Além disso, vejo com cautela essa justificativa do Planalto de que a nacionalização é um direito da Bolívia e que o Brasil fez o mesmo. É claro que o Brasil tem que manter firme o discurso da posse das riquezas minerais, por princípio, pois ele ajuda a guardarmos as nossas. Mas o que Morales fez foi tomar ativos das empresas, cancelar contratos, apropriar-se de patrimônio que é fruto de anos de trabalho e bilhões em investimentos. Isso não é riqueza nacional. Novamente, silêncio em Brasília.

Por fim, erramos no planejamento. O parque industrtial brasileiro não pode depender de um país que tem o PIB de Duque de Caxias e teve mais presidentes nos últimos 50 anos do que o Flamengo teve técnicos.

Grande abraço

Rodrigo Cerqueira

maio 03, 2006 2:46 PM  
Anonymous Anônimo said... Weblog Commenting and Trackback by HaloScan.com

Renato, Maurício, concordo que a reação de grande parte da imprensa, oposição, e empresas beira a histeria. No entanto, é compreensível que isso ocorra diante de um ato que, convenhamos, É radical e afeta negativamente a economia brasileira.

Eu prefiro aguardar com cautela o desenrolar dos acontecimentos. O tom do governo já afrouxou um pouquinho hoje, o do Evo também. Mas nada garante que as negociações resultem num avanço ou num consenso.

maio 03, 2006 5:04 PM  
Blogger Maurício Santoro said... Weblog Commenting and Trackback by HaloScan.com

Car@s,

diante da riqueza dos comentários de vocês, vou precisar de outro post para responder. Contarei um pouquinho da história do envolvimento da atuação da Petrobras na Bolívia e dos elos entre política externa e economia.

Pessoalmente, minha posição é mais próxima a do Rodrigo. Interesses brasileiros foram prejudicados e duvido que Morales tivesse agido dessa maneira se o Itamaraty tivesse se posicionado de maneira mais dura.

O risco agora é que o governo brasileiro tome medidas estúpidas pela pressão da opinião pública. A última coisa que o Mercosul precisa atualmente é de uma guerra comercial/energética entre Brasil e Bolívia.

Abraços

maio 03, 2006 5:26 PM  
Anonymous Anônimo said... Weblog Commenting and Trackback by HaloScan.com

Olá Mauricio,

estoiu esperando o seu novo post. Mas conhecendo o contexto boliviano, tenho certeza de que Evo teria feito a mesma coisa mesmo se o Itamaraty tivesse agido de maneira mais firme.

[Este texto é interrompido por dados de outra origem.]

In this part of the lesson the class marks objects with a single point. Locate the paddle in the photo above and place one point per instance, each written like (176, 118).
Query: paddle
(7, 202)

O fato é que ele nao tinha alternativa e entre aguentar a enorme pressao dos movimentos sociais que lhe levaram ou poder e a firmeza do Brasil, te garanto que ele continuaria com os primeiros.

Enfim, vamos ver como fica tudo com a cúpula que se realiza amanhã em Puero Iguazú.

Um abraco,

Renato

maio 03, 2006 11:30 PM  
Blogger Glauco Paiva said... Weblog Commenting and Trackback by HaloScan.com

Ixi! Tem dinheiro do Reino Unido na parada, é? Ihhh.... Sei não, hein... Malvinas neles!

maio 04, 2006 9:55 AM  
Blogger Maurício Santoro said... Weblog Commenting and Trackback by HaloScan.com

Salve, Glauco.

Que Tony Blair que nada! Estou curioso é para saber a reação da tua chefe. Aguardo a qualquer momento um press-release do Consulado dos EUA no Rio de Janeiro.